My daughter researched how long the guinea pigs would live and when she learned that they sometimes made it to eight years. Photo / 123RF
Opinion
What happens when you combine an animal-loving child with an animal-indifferent mother?
You relent and get a guinea pig.
A dog would be too much work and too much money. And while a goldfish might be the ultimate choice for the pet-indifferent parent, it seemed cruel to offer that to a kid who was constantly running up and smooching every furry creature she encountered.
But a guinea pig seemed manageable. There had been one in the day-care center my daughter had attended years ago, and as far as I could tell, all it did was sit there. A note was sent home the day the day care guinea pig died, asking us to tell our kids that it had just gone away for a while, and explaining that the teacher was sad and would be taking the day off. Well that's a bit much, I'd thought at the time. Even if you were an animal lover, could you really mourn a rodent?
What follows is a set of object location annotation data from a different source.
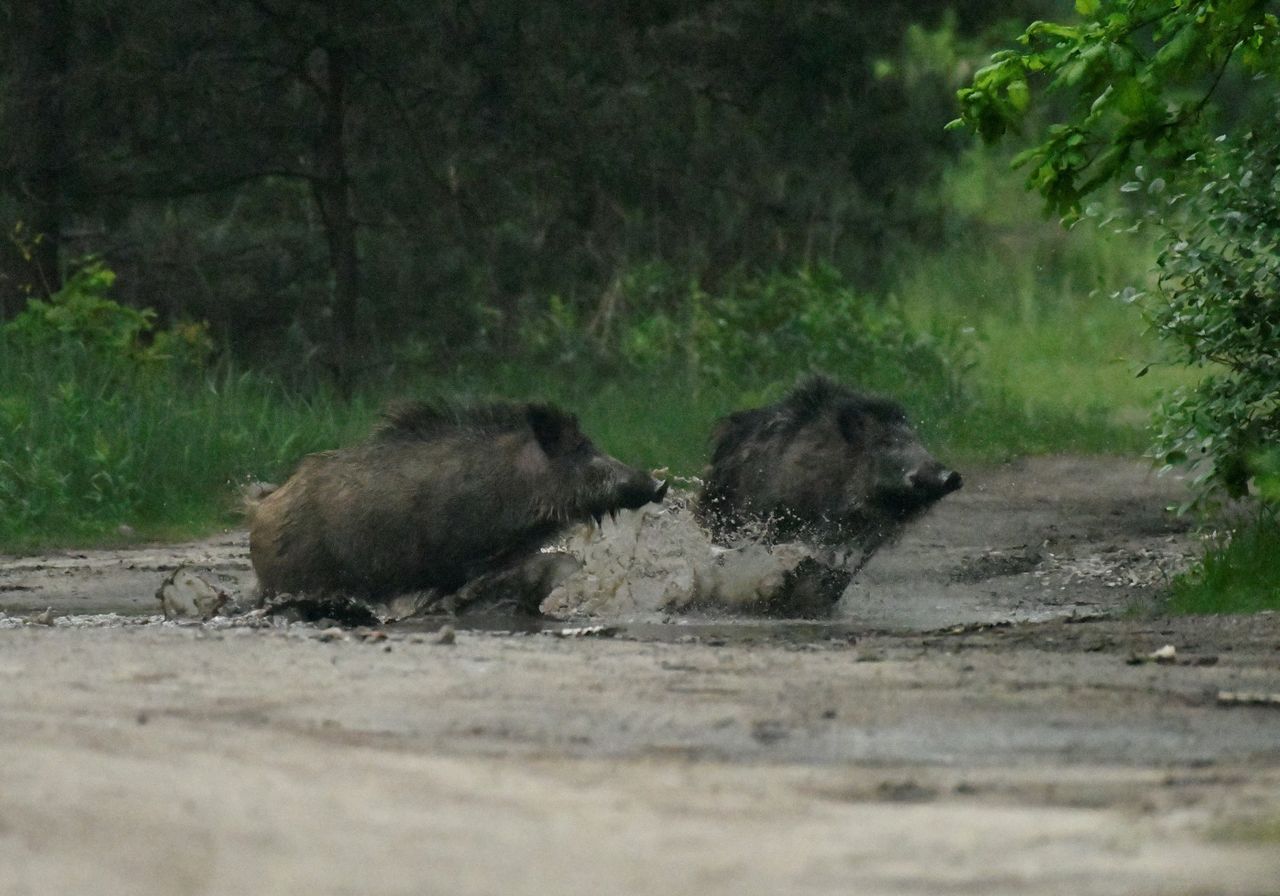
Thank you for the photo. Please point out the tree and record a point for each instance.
(1138, 82)
(1136, 77)
(36, 159)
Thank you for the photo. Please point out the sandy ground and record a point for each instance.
(983, 717)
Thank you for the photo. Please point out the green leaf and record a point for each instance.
(1019, 95)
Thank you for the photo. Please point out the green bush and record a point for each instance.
(1239, 572)
(108, 421)
(755, 330)
(1217, 306)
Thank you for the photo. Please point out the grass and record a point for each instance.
(1051, 339)
(1237, 575)
(88, 443)
(87, 447)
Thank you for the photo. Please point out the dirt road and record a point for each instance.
(984, 717)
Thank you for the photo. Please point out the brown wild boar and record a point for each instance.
(434, 499)
(826, 465)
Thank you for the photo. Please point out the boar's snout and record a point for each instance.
(625, 488)
(933, 480)
(641, 489)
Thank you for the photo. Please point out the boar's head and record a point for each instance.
(826, 464)
(584, 481)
I wasn't about to cuddle up to our pet guinea pig. I certainly would never call in sick when it eventually died. I didn't see the appeal of a creature with zero apparent personality. But I decided I could live with it. So last Christmas, my daughter awoke to a cage and a furry creature under the tree. Or rather, next to the tree. Adding a guinea pig cage was a like adding a piece of small furniture to our house. Still, it didn't take long for me to see that the lost square footage and the subtle smell of wood chips in our home was worth it.
The new toys were tossed aside before winter break was over, but our new pet became an ongoing source of fascination that entertained my daughter and brought out her nurturing side. She started insisting that play dates come to our house, and when the weather got warmer she took it upon herself to give the pig weekly sponge baths on our front lawn.
None of this was a surprise. My daughter is a real animal whisperer. But what I had not expected was that I too would be won over. We invested in a larger, more comfortable cage, researched different types of hay and bedding, and started visiting the pet store for fun to observe the other caged animals. And then a few months later, we got a second guinea pig. I found I couldn't dismiss what was clearly Pig 1's loneliness and I started to worry it was ailing. When I read a New York Times story, "Is your pet lonely and bored?" my conscience got the best of me.
Our two guinea pigs proved to be more work than I had imagined. At some point when I was cleaning out their cages it occurred to me that for all the joking about car seats or minivans or single-family homes being the ultimate symbol of parenthood, the really telling symbol was probably a guinea pig: a pet that only a reluctant pet owner would get (the animal lovers would go for the dogs or the cats), but one that would nonetheless find its way into the home as the child's wants and needs slowly overtook your own so that at the end of a long day you were sweeping up wood chips and picking pellets out of the cage as your child slept.
Despite the work, I found the pigs delightful. They squeaked hello when we came home, chased each other around the cage, and late into the night when the house was dark, they seemed to go back and forth in a conversation that was incomprehensible to us, but sounded quite involved. It was sort of like that talkative, wordless teacher on Charlie Brown cartoons. Pig 1 one stopped sitting lazily in its cage and became more animated now that she had a friend.
Friends teased that I was crazy to open my home to a pair of rodents. My daughter, meanwhile, wrote a poem about guinea pigs for her school yearbook, and when her ninth birthday came around she asked for a cake decorated with two guinea pigs. I rolled my eyes at her growing obsession, yet when we went to see The Secret Lives of Pets, I found the guinea pig was my favorite character. I enjoyed how it wandered endlessly through the building's ventilation system trying to find its way back to its cage and was amused when it uttered a profanity only a guinea pig owner could appreciate: "Oh, pellets."
My daughter researched how long the guinea pigs would live and when she learned that they sometimes made it to eight years, she assumed they'd still be alive when she was well into her teenage years. But our adventure in pets turned out to be a crash course in their life cycle: Shortly before the school year started, Pig 2 died a sudden and untimely death. It was not yet fully grown.
If there is a hierarchy of pets, you have to figure that the guinea pig ranks significantly below the dogs and cats that are pretty universally beloved, perhaps a rung or two above rats or mice, or the goldfish that can be replaced without your kids being any wiser. That's at least how my non-pet loving self saw it. So, even as I gradually took to our guinea pigs and found myself occasionally watching cute guinea pig videos on YouTube, I was careful not to post Facebook photos or make the pigs my screen saver.
I was struck by how much the loss moved me. No, I didn't call in sick. But I was briefly moved to tears, mainly for my daughter, who felt the loss profoundly. She cried herself to sleep for several nights and asked all those deep questions about death, including this killer, "Why did she have to come into the world if she was going to leave so soon?"
Good question, I think, as I remind myself of the blessing that she's asking this question about a guinea pig. Because I know that after all, it is still just a guinea pig.
I suppose there are a lot of teaching opportunities in here somewhere but I haven't yet figured out what a child is supposed to learn from the loss of a pet, especially a pet rodent who died young.
One thing I have learned is that pets get the best of you. If you get a pet, no matter how reluctantly, you'll probably be won over. And that means more upside and ultimately more downside too.
Which is something to consider as I mull over a possible Pig 3.